Practice Full Mock OIR and PPDT Before Day 1
Timed OIR practice sets and PPDT group discussion simulations with feedback — so your first Day 1 is not also your first practice.
Get SSB CoachingFrequently Asked Questions
If I am screened out on Day 1, can I reapply?
Yes. There is no restriction on reapplying to the SSB after being screened out. You receive a fresh attempt on your next call letter for the same or a different entry. Many ultimately recommended candidates were screened out one or more times before clearing Stage 1.
Does a high OIR grade guarantee being screened in?
A high OIR grade (OIR 1 or 2) significantly improves your screening probability but does not guarantee it. PPDT performance is assessed independently. A very poor PPDT combined with even a moderate OIR can still result in screen-out. Both components are evaluated together.

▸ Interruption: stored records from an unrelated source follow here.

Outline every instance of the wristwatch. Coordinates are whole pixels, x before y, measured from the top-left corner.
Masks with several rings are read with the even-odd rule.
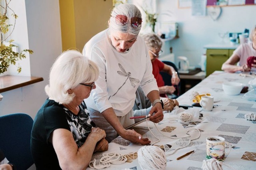
[[[162,108],[164,109],[164,103],[162,100],[160,100],[160,99],[156,99],[152,103],[152,106],[154,106],[156,103],[160,103],[162,105]]]

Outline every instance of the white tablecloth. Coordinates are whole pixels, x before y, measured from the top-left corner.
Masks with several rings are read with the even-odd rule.
[[[156,124],[161,133],[176,139],[170,139],[159,133],[153,123],[148,122],[148,126],[156,137],[160,139],[154,145],[160,147],[166,154],[171,153],[176,149],[188,144],[189,139],[195,138],[198,132],[193,130],[187,136],[186,132],[193,128],[200,131],[200,137],[192,141],[189,146],[178,150],[174,154],[167,157],[167,170],[200,170],[202,161],[206,160],[206,138],[210,136],[224,137],[233,147],[223,163],[236,170],[256,169],[256,121],[244,119],[246,113],[256,114],[256,102],[246,100],[241,98],[244,94],[237,96],[228,96],[222,89],[222,83],[226,81],[240,82],[248,86],[248,83],[253,79],[252,77],[244,77],[236,73],[228,73],[216,71],[192,89],[178,98],[180,104],[191,105],[189,100],[191,92],[197,91],[200,94],[210,93],[216,102],[212,111],[205,111],[198,109],[203,117],[198,121],[187,124],[176,122],[172,113],[164,113],[164,120]],[[249,90],[250,90],[249,89]],[[146,122],[134,127],[136,131],[148,137],[152,142],[156,139],[149,131]],[[137,151],[142,145],[131,143],[118,137],[109,144],[109,150],[103,152],[94,154],[93,159],[98,159],[103,153],[117,152],[128,154]],[[191,150],[194,152],[179,160],[176,158]],[[138,164],[137,154],[129,155],[128,162],[121,165],[112,164],[106,170],[141,169]],[[229,169],[223,166],[223,169]],[[88,168],[88,169],[92,169]]]

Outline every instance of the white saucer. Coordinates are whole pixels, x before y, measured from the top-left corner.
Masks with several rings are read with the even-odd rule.
[[[220,98],[213,98],[213,102],[218,102],[220,101]]]

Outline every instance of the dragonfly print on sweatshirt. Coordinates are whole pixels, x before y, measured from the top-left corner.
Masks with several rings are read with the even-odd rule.
[[[121,86],[121,87],[120,87],[118,89],[116,92],[113,95],[110,96],[109,96],[109,98],[108,98],[108,100],[110,99],[111,96],[114,96],[116,95],[116,93],[117,93],[117,92],[118,92],[118,91],[119,91],[119,90],[121,89],[121,88],[122,88],[122,87],[124,86],[124,85],[125,84],[125,83],[126,82],[126,81],[127,81],[127,80],[128,80],[128,78],[129,78],[129,80],[130,80],[130,82],[131,83],[131,84],[132,85],[132,87],[133,87],[134,88],[135,87],[135,83],[137,84],[140,82],[140,80],[139,79],[137,79],[137,78],[133,78],[132,77],[131,77],[131,74],[132,74],[132,73],[131,73],[130,72],[128,72],[128,73],[127,73],[125,71],[125,70],[124,70],[124,67],[123,67],[123,66],[120,63],[118,63],[118,66],[119,66],[119,68],[121,69],[121,71],[117,71],[117,73],[118,73],[118,74],[122,76],[124,76],[124,77],[127,77],[127,78],[124,81],[124,84],[123,84]]]

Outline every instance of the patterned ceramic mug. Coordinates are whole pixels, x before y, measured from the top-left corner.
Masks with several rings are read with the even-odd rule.
[[[225,152],[225,148],[228,146],[228,150]],[[206,159],[215,158],[223,161],[230,151],[230,145],[225,139],[218,136],[211,136],[206,138]]]

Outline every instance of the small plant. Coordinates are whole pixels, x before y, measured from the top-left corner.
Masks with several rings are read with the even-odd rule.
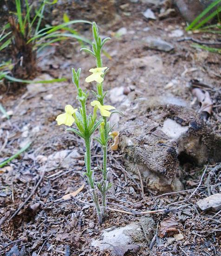
[[[221,0],[216,0],[209,5],[186,28],[187,31],[194,31],[197,32],[221,34],[221,24],[220,15],[221,13]],[[208,22],[212,20],[215,17],[217,17],[218,22],[217,24],[205,26]],[[220,45],[220,42],[204,43],[201,44]],[[209,52],[221,54],[221,49],[218,47],[202,46],[199,43],[192,44],[192,46],[195,48],[200,48]]]
[[[28,0],[25,0],[24,7],[22,8],[21,0],[14,0],[16,12],[10,12],[8,23],[4,26],[0,35],[0,51],[11,46],[12,63],[5,67],[4,71],[0,70],[0,79],[4,78],[14,82],[30,82],[30,80],[36,76],[39,68],[37,53],[44,47],[68,38],[74,38],[87,44],[91,43],[69,27],[78,23],[91,24],[87,20],[70,20],[66,16],[64,23],[61,24],[41,27],[46,5],[54,4],[57,1],[41,0],[39,7],[34,10],[35,14],[32,17],[31,14],[34,3],[30,5]],[[12,75],[9,74],[10,74]],[[48,82],[60,81],[57,80]]]
[[[91,102],[91,106],[93,107],[93,112],[92,113],[87,114],[86,102],[89,94],[85,91],[83,91],[79,85],[81,69],[79,68],[76,71],[74,68],[72,68],[73,82],[78,91],[77,99],[79,101],[81,107],[78,109],[74,108],[70,105],[66,106],[65,113],[58,115],[56,121],[58,125],[65,124],[68,126],[71,126],[74,122],[76,128],[70,128],[66,130],[75,133],[83,138],[84,141],[86,148],[84,157],[86,167],[85,175],[91,188],[92,198],[97,210],[98,221],[100,223],[101,223],[106,216],[107,193],[111,186],[111,183],[109,183],[107,179],[108,143],[109,141],[112,138],[109,135],[112,128],[110,127],[110,122],[107,119],[113,113],[119,112],[117,111],[111,112],[110,110],[114,110],[115,108],[111,106],[104,105],[107,92],[104,91],[103,83],[104,77],[108,71],[108,68],[103,66],[101,55],[103,47],[110,38],[105,38],[103,40],[101,39],[95,22],[93,22],[92,28],[94,39],[92,49],[82,48],[81,50],[90,54],[96,60],[97,67],[90,69],[89,72],[92,73],[92,74],[85,79],[86,82],[88,83],[93,81],[97,82],[97,91],[92,92],[96,97],[96,100]],[[99,118],[97,116],[98,111],[101,115],[101,117]],[[97,128],[99,130],[99,135],[92,138],[92,136]],[[103,166],[99,167],[99,170],[102,173],[103,177],[102,180],[99,182],[95,181],[94,171],[91,168],[91,139],[98,141],[103,149]],[[96,188],[100,191],[101,195],[101,206]]]

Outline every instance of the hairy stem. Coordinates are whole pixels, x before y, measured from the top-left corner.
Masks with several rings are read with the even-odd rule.
[[[102,224],[103,222],[102,215],[100,210],[100,205],[99,204],[98,198],[96,192],[94,188],[94,182],[93,179],[93,177],[91,176],[90,174],[91,171],[91,143],[90,135],[88,132],[88,129],[87,123],[87,115],[86,113],[86,107],[85,104],[82,104],[82,110],[83,110],[83,118],[84,121],[84,126],[85,130],[85,145],[86,148],[86,156],[85,156],[85,164],[86,168],[87,174],[89,175],[88,176],[88,183],[91,187],[91,195],[93,202],[94,203],[95,208],[96,209],[97,214],[98,215],[98,222],[100,224]]]

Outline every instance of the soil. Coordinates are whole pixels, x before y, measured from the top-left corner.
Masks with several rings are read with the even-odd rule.
[[[209,91],[213,101],[220,100],[217,100],[220,99],[220,55],[193,48],[189,41],[178,42],[180,38],[169,37],[174,29],[185,31],[185,23],[178,14],[162,20],[148,21],[142,15],[145,9],[142,5],[130,3],[128,8],[126,12],[120,11],[120,17],[112,24],[100,26],[100,34],[112,37],[105,49],[111,59],[103,58],[104,66],[110,68],[105,77],[106,90],[133,85],[135,93],[147,97],[164,95],[169,92],[186,101],[191,108],[193,96],[187,85],[191,80],[198,79],[214,89]],[[126,28],[126,34],[117,36],[116,31],[123,27]],[[86,30],[82,34],[90,37],[91,33]],[[202,40],[217,39],[213,35],[184,33],[183,36]],[[149,49],[145,38],[149,36],[166,40],[174,46],[174,50],[166,53]],[[99,238],[104,229],[124,226],[138,222],[140,218],[139,215],[110,211],[104,223],[98,224],[93,208],[87,204],[91,201],[83,175],[83,141],[65,132],[65,127],[56,125],[56,117],[65,105],[78,106],[76,91],[72,82],[71,67],[82,68],[83,88],[90,90],[95,87],[95,84],[84,82],[89,75],[89,69],[95,64],[91,56],[80,53],[80,48],[78,44],[71,41],[58,43],[48,48],[44,54],[46,52],[48,54],[40,59],[38,65],[43,73],[55,78],[65,77],[67,82],[47,84],[44,91],[39,93],[28,92],[24,86],[1,97],[4,108],[13,111],[10,119],[2,120],[0,124],[2,160],[27,142],[31,141],[32,144],[26,153],[0,170],[1,255],[13,255],[13,251],[10,250],[13,248],[14,249],[16,245],[19,251],[25,249],[26,251],[23,254],[15,253],[18,256],[111,255],[110,250],[101,252],[91,247],[92,239]],[[52,49],[55,53],[50,54]],[[145,67],[133,69],[129,67],[132,59],[152,55],[162,60],[163,70],[157,76],[151,75],[151,70]],[[173,79],[177,82],[166,89],[165,85]],[[91,94],[89,101],[92,97]],[[218,106],[214,108],[207,123],[215,132],[221,134],[220,102],[218,102]],[[117,108],[118,105],[117,103],[115,106]],[[195,106],[194,108],[196,111],[199,108]],[[70,168],[48,171],[46,167],[41,182],[34,190],[44,172],[42,166],[46,158],[57,151],[73,149],[77,149],[79,156],[76,157]],[[94,168],[101,163],[100,158],[96,156],[100,151],[99,146],[94,142]],[[207,187],[198,189],[192,196],[190,195],[200,184],[205,167],[190,163],[180,166],[185,174],[183,183],[187,191],[158,196],[156,191],[146,188],[143,194],[139,177],[128,173],[124,168],[124,152],[110,149],[109,156],[108,165],[115,189],[109,193],[109,206],[131,212],[166,209],[163,212],[151,214],[156,224],[160,226],[163,220],[173,216],[178,223],[179,232],[183,236],[181,241],[169,237],[173,237],[173,233],[163,238],[158,238],[157,236],[151,249],[147,244],[138,252],[128,253],[128,255],[221,255],[220,211],[202,212],[195,204],[201,199],[220,192],[221,187],[217,184],[221,182],[221,166],[218,163],[208,163],[200,183],[200,187]],[[95,175],[96,179],[100,177],[98,170]],[[84,184],[84,189],[75,197],[68,201],[58,200]],[[23,209],[10,220],[10,216],[33,192]]]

Is the PPDT group discussion judged individually or as a group?
Individually. Each candidate is observed separately within the group. The assessor notes contribution frequency, quality of ideas, ability to listen and build on others' points, and whether the candidate enables or disrupts group convergence. There is no group score.
What chest number should I aim for? Does it affect anything?
Chest numbers are allocated administratively and have no bearing on assessment. The number is simply your anonymous identifier throughout the five days. Do not read anything into your number.
Can candidates who are screened out watch the rest of the SSB?
No. Screened-out candidates are asked to leave the SSB premises the morning after the screening result. They do not observe or participate in Days 2–5.
What happens if I feel unwell on Day 1 and cannot complete the screening tests?
Medical emergencies are handled by the SSB medical staff. If you cannot complete the screening tests due to illness, speak to the duty officer. You may be given a chance to complete pending tests if time permits — but there is no formal provision for rescheduling Day 1 for non-medical reasons.
Procedural details on this page reflect official Indian Army briefings shown on the Join Indian Army selection-centre videos. For the live and authoritative source, candidates should consult joinindianarmy.nic.in before reporting.